[2]. A fact. The incident, which occurred literally as related (on Bob Myers’s plantation in Alabama), was communicated to the writer by an eye-witness, a respectable citizen of Boston, once resident at the South. The murder, of course, passed not only unpunished, but unnoticed.

[3]. See James Sterling’s “Letters from the Slave States.”

[4]. This last paragraph embodies the actual words of Mr.
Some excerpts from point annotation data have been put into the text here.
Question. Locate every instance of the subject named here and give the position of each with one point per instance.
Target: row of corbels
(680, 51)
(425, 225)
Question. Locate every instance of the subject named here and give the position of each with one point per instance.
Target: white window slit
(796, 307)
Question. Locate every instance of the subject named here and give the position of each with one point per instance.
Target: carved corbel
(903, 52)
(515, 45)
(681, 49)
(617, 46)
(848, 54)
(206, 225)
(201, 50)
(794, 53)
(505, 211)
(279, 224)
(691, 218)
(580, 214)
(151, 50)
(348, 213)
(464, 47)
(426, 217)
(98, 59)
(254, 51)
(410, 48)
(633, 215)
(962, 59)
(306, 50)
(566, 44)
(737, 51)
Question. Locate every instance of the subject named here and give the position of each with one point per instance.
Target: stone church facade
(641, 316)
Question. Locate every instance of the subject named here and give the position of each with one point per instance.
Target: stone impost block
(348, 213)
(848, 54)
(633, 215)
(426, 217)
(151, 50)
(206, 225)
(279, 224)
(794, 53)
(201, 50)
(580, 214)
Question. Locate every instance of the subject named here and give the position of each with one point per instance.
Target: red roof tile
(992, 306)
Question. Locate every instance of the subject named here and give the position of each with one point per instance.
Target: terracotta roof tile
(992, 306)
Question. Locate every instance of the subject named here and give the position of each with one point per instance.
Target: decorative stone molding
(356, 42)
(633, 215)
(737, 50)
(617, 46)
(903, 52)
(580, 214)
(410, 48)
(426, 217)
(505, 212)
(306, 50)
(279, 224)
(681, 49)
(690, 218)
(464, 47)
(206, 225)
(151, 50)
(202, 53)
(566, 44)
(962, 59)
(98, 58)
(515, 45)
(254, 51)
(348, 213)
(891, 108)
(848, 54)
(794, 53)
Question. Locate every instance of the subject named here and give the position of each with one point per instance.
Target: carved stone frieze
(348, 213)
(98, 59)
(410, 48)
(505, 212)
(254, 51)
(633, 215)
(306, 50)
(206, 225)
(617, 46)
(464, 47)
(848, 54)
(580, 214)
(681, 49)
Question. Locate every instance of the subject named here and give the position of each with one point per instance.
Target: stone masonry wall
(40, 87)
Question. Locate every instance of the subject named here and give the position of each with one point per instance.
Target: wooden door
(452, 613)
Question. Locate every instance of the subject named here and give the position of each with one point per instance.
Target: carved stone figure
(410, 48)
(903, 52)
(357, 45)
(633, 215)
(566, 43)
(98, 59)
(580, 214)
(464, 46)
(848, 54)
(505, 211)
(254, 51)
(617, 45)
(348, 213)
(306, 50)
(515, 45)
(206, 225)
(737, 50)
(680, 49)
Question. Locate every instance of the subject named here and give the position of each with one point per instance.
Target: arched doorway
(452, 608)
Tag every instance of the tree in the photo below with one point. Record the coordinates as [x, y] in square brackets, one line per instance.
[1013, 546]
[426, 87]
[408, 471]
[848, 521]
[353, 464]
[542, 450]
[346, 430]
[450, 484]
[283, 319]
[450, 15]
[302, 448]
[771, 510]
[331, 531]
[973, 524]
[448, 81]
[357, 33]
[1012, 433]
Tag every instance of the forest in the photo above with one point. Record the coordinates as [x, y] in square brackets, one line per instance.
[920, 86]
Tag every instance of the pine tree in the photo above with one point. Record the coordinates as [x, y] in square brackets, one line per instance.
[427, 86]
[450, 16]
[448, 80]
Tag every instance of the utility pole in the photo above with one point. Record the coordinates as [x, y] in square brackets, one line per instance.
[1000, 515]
Sterling, published in 1856.

[5]. Similar occurrences are related by Cotton Mather to have taken place in Boston in 1693. Six witnesses, whose affidavits he gives, namely, Samuel Aves, Robert Earle, John Wilkins, Dan Williams, Thomas Thornton, and William Hudson, testify to having repeatedly seen Margaret Rule lifted from her bed up near to the ceiling by an invisible force. It is a cheap way of getting rid of such testimony to say that the witnesses were false or incompetent. The present writer could name at least six witnesses of his own acquaintance now living, gentlemen of character, intelligence, sound senses and sound judgment, who will testify to having seen similar occurrences. The other phenomena, related as witnessed by Peek, are such as hundreds of intelligent men and women in the United States will confirm by their testimony. Indeed, the number of believers in these phenomena may be now fairly reckoned at more than three million.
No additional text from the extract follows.